会報「SOPHIA」 令和4年10月号より

情報問題対策委員会 委員長

加 藤 光 宏

1 はじめに

 「デジタル社会の光と陰~便利さに隠されたプライバシー・民主主義の危機~」これが、9月29日、北海道旭川市で開催された日弁連人権擁護大会第2分科会のテーマである。デジタルの恩恵を受け、高い旅費を払わずともオンラインで参加することができた。まずは、デジタル万歳だ。

 開会挨拶で日弁連芳野直子副会長が、光が当たったところにできる「影」は目に見える形を意味するが、「陰」は目立たない部分を意味するという趣旨の話をされた。その目立たない部分に着目するところにこの分科会の意義がある。

2 基調報告

 プログラムの最初は、第2分科会実行委員会による基調報告である。

 「2010年以後のデジタル社会の進展」で紹介された事例によれば、被験者のスマートフォンの利用履歴等の情報を突合して被験者の様々な情報を分析する実験を行ったところ、本人の画像、性別、年齢、職業だけでなく、現在の経済状態、食生活、病歴も明らかになり、さらには、この先、体調を悪化させるであろうという将来のことまで的中させたとのことである。デジタルの前では、我々は丸裸なのだ。また、過去の行動を基に融資希望者の信用をランキングする信用スコアについては、信用スコアを定めるロジックがブラックボックスになっているため、一旦、信用スコアが低くなってしまうと、そこから抜け出すことができないバーチャルスラムに引きずり込まれてしまうという問題も指摘された。我々には、これに抗う術はない。
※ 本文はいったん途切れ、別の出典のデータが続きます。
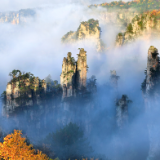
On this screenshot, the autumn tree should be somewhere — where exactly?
[0,130,49,160]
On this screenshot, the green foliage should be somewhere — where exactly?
[94,0,160,12]
[81,18,101,32]
[127,23,133,33]
[118,32,123,36]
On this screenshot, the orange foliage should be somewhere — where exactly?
[0,130,49,160]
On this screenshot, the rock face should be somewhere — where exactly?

 「顔認証システム、AIによる情報処理、フェイクニュース」の報告では、特に人々が摂取する情報の偏りという点に注目したい。昨今、フェイクニュースと呼ばれる虚偽の情報が拡散する現象が問題視されているが、この背景には、広告収入を得るために、情報の正確さよりも、人の注意を惹くことが重視されるというアテンションエコノミーがある。正確な情報よりも話題になる情報が好まれるのだ。この問題は、前提となる情報の真偽がわからなければ民主主義の前提が崩れるという大きな問題に繋がる。人々が多様な情報に関心を持つことが必要なのだ。
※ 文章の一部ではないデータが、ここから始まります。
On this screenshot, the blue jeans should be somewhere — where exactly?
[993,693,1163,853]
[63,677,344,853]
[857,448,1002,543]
 「政府が目指しているデジタル社会とは?」では、データの利活用の一例として、PHR(Personal Health Record/医療健康情報)の一元管理や、教育実績や成績等の一元管理等が検討されていることが報告された。しかし、デジタル化の基本法というべきデジタル改革関連法では、プライバシー権等が明記されていない状態であり、このままでは個人情報の保護が十分に検討されないまま利活用が推進されるおそれがある。個人情報の保護を十分考慮し、市民の信頼が得られる制度にしなくてはデータの利活用も進むはずがない。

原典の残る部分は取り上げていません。